Moving Microsoft forward
This came as no surprise to those familiar with the Redmond, Washington-based technology giant. Since former CEO Steve Ballmer departed in 2014, the company has worked quickly to develop cloud and open-source solutions fit for enterprise and personal use. Many attribute this sudden shift to current CEO Satya Nadella, who eschewed his predecessor’s hardware-based research and development efforts for more experimental projects.

“Satya is like the Pope Francis of software,” Alex Polvi, founder and CEO for the Linux-centered software firm CoreOS, told Wired. “He took this old institution and made it cool again.”

Indeed, Deis’ central products line up with Nadella’s more modern organizational goals. The startup builds custom cloud solutions that build off the Google creation Kubernetes, an open-source platform for managing containerized data caches. These bundles of information can be easily shifted throughout networks, making them ideal for individuals or organizations with large-scale applications, or hefty file systems that may need to be migrated.

“Microsoft has acquired a San Francisco-based startup in hopes of besting cloud competitors.”

Catching up with containers, open-source technology
Microsoft currently offers limited container-based cloud services, while its competitors Amazon and Google boast more robust options. The latter lags behind Microsoft. But the former controls roughly 40 percent of the cloud market, according to CNBC. Why? Developers universally prefer Amazon Web Services due to its easy-to-deploy containers. This, combined with myriad open-source options available via AWS, has catalyzed wide adoption.

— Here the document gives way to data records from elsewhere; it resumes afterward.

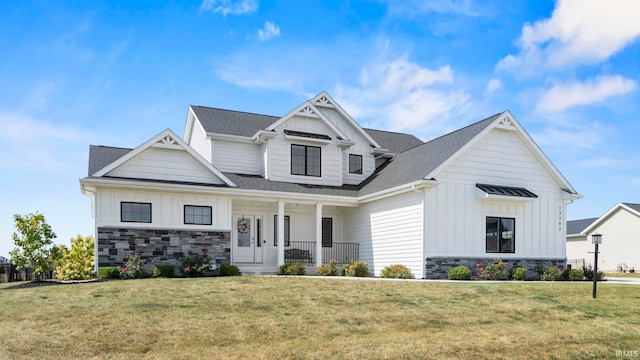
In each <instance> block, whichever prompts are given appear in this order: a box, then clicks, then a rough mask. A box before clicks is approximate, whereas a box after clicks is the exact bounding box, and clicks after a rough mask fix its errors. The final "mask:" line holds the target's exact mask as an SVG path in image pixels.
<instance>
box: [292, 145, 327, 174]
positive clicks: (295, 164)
mask: <svg viewBox="0 0 640 360" xmlns="http://www.w3.org/2000/svg"><path fill="white" fill-rule="evenodd" d="M321 160H322V159H321V152H320V148H319V147H317V146H306V145H294V144H291V175H304V176H317V177H320V176H321V165H320V164H321V163H322V161H321Z"/></svg>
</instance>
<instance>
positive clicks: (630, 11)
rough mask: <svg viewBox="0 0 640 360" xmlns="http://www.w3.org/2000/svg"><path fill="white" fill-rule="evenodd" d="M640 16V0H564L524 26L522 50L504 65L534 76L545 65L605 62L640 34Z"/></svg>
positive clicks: (523, 72) (520, 44) (548, 67)
mask: <svg viewBox="0 0 640 360" xmlns="http://www.w3.org/2000/svg"><path fill="white" fill-rule="evenodd" d="M639 17H640V2H638V1H636V0H610V1H607V2H606V3H603V2H602V1H600V0H559V1H558V2H557V3H556V8H555V10H554V11H553V14H552V15H551V17H550V18H548V19H544V20H540V21H537V22H535V23H534V24H526V25H524V27H523V28H522V34H521V36H520V39H519V40H518V46H519V47H520V52H519V53H518V54H516V55H508V56H507V57H505V58H504V59H502V60H501V61H500V62H499V64H498V68H499V69H506V70H509V71H513V72H514V73H517V74H519V75H523V76H530V75H535V74H536V71H537V69H540V68H542V69H561V68H565V67H571V66H575V65H578V64H583V63H584V64H597V63H600V62H602V61H605V60H607V59H608V58H610V57H611V56H613V55H614V54H616V53H617V52H619V51H620V50H622V49H623V48H625V47H626V46H627V45H629V44H630V43H632V42H633V41H635V40H637V39H638V38H639V37H640V21H638V18H639Z"/></svg>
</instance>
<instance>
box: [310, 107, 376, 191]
mask: <svg viewBox="0 0 640 360" xmlns="http://www.w3.org/2000/svg"><path fill="white" fill-rule="evenodd" d="M318 110H320V112H322V114H323V115H324V116H326V117H327V119H329V121H331V122H332V123H333V124H334V126H335V127H337V128H338V129H339V130H340V131H342V133H343V134H344V135H345V136H346V137H347V138H348V139H349V140H351V141H353V142H355V145H353V146H351V147H350V148H348V149H346V150H345V151H343V159H342V164H343V166H342V172H343V174H344V175H343V181H344V183H345V184H349V185H357V184H360V183H361V182H363V181H364V180H366V179H367V178H368V177H369V176H371V174H373V172H374V171H375V170H376V168H375V165H376V161H375V158H374V156H373V155H372V154H371V146H370V145H369V143H368V141H367V139H365V138H364V136H362V134H361V133H360V132H359V131H357V130H356V129H355V128H354V127H353V126H352V125H351V124H349V122H348V121H347V120H345V119H344V118H343V117H342V115H340V114H339V113H338V112H337V111H336V110H335V109H333V108H325V107H318ZM349 154H353V155H362V174H351V173H349Z"/></svg>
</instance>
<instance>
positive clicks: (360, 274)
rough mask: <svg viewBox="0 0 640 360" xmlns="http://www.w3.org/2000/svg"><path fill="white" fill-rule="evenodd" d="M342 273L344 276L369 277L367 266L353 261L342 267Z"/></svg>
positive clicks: (360, 262)
mask: <svg viewBox="0 0 640 360" xmlns="http://www.w3.org/2000/svg"><path fill="white" fill-rule="evenodd" d="M342 273H343V274H344V276H354V277H367V276H369V264H367V263H366V262H362V261H358V260H355V261H352V262H350V263H348V264H344V265H342Z"/></svg>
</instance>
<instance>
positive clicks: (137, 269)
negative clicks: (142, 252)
mask: <svg viewBox="0 0 640 360" xmlns="http://www.w3.org/2000/svg"><path fill="white" fill-rule="evenodd" d="M144 264H145V261H144V260H142V259H140V254H138V253H135V254H131V255H129V257H128V258H127V261H125V262H124V267H123V268H122V269H120V276H121V277H122V278H125V279H140V278H143V277H146V276H147V273H146V272H145V271H144Z"/></svg>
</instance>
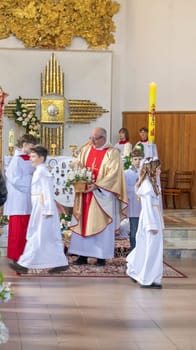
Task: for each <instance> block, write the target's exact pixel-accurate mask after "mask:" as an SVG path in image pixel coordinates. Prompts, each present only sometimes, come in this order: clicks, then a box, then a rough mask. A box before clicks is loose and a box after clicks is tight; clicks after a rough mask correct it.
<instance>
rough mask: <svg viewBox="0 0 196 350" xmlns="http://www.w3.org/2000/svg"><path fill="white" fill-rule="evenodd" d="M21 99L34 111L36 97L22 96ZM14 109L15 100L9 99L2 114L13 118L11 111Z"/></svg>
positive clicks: (7, 116)
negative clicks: (22, 97)
mask: <svg viewBox="0 0 196 350" xmlns="http://www.w3.org/2000/svg"><path fill="white" fill-rule="evenodd" d="M23 101H24V103H25V105H26V106H27V108H28V109H29V110H31V111H33V112H34V113H35V110H36V105H37V103H38V102H39V99H38V98H31V99H30V98H23ZM15 109H16V100H14V101H9V102H8V104H7V105H6V106H5V108H4V115H5V116H7V117H8V118H14V115H13V111H14V110H15Z"/></svg>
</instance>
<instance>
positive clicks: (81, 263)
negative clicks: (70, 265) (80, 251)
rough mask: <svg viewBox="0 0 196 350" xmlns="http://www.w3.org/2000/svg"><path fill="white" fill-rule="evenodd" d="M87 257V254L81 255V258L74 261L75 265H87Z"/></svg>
mask: <svg viewBox="0 0 196 350" xmlns="http://www.w3.org/2000/svg"><path fill="white" fill-rule="evenodd" d="M87 259H88V258H87V256H79V258H78V259H77V260H76V261H74V265H87V264H88V260H87Z"/></svg>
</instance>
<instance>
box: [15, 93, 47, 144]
mask: <svg viewBox="0 0 196 350" xmlns="http://www.w3.org/2000/svg"><path fill="white" fill-rule="evenodd" d="M13 114H14V117H15V122H16V123H17V124H18V125H20V126H22V127H23V128H25V129H26V133H27V134H32V135H33V136H35V137H37V138H40V122H39V119H38V118H37V117H36V115H35V113H34V112H33V111H31V110H29V109H28V107H27V105H26V104H25V103H24V100H23V99H22V97H20V96H19V98H17V99H16V109H15V110H14V111H13Z"/></svg>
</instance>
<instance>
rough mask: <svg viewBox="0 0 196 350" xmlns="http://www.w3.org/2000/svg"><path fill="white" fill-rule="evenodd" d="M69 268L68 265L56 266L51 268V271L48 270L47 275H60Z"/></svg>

“With all of the open-source projects that are all the rage with developers, you have to have the offerings to cater to that if you want to attract them to your cloud,” John Vrionis, a partner with San Francisco venture capital firm Lightspeed Venture Partners, told the news organization. “If developers start in AWS and get comfortable, they’re not going to even think about Azure.”

Nadella and the Azure team hope to counter this norm by integrating Deis’ open-source products into the Microsoft catalog, according to a company press release.

“Members of the Deis team are strong supporters of the open source community – developing tools, contributing code and organizing developer meet-ups,” Scott Guthrie, executive vice president of Microsoft’s cloud and enterprise division, wrote in the release. “We expect Deis’ technology to make it even easier for customers to work with our existing container portfolio including Linux and Windows Server Containers, Hyper-V Containers and Azure Container Service, no matter what tools they choose to use.”

Prior to the Deis acquisition, Microsoft purchased another startup called Databricks, which offers an enterprise version of the open-source Apache Spark platform, according to Venture Beat. It also signed on as a platinum member within the Linux Foundation, a shocking move for an organization that once vilified the operating system. Together, these moves signal an astronomical companywide shift toward developing technologies within the cloud space.

This opens up new opportunities for companies looking for future-proof cloud solutions and the support of an established technology provider with decades of experience.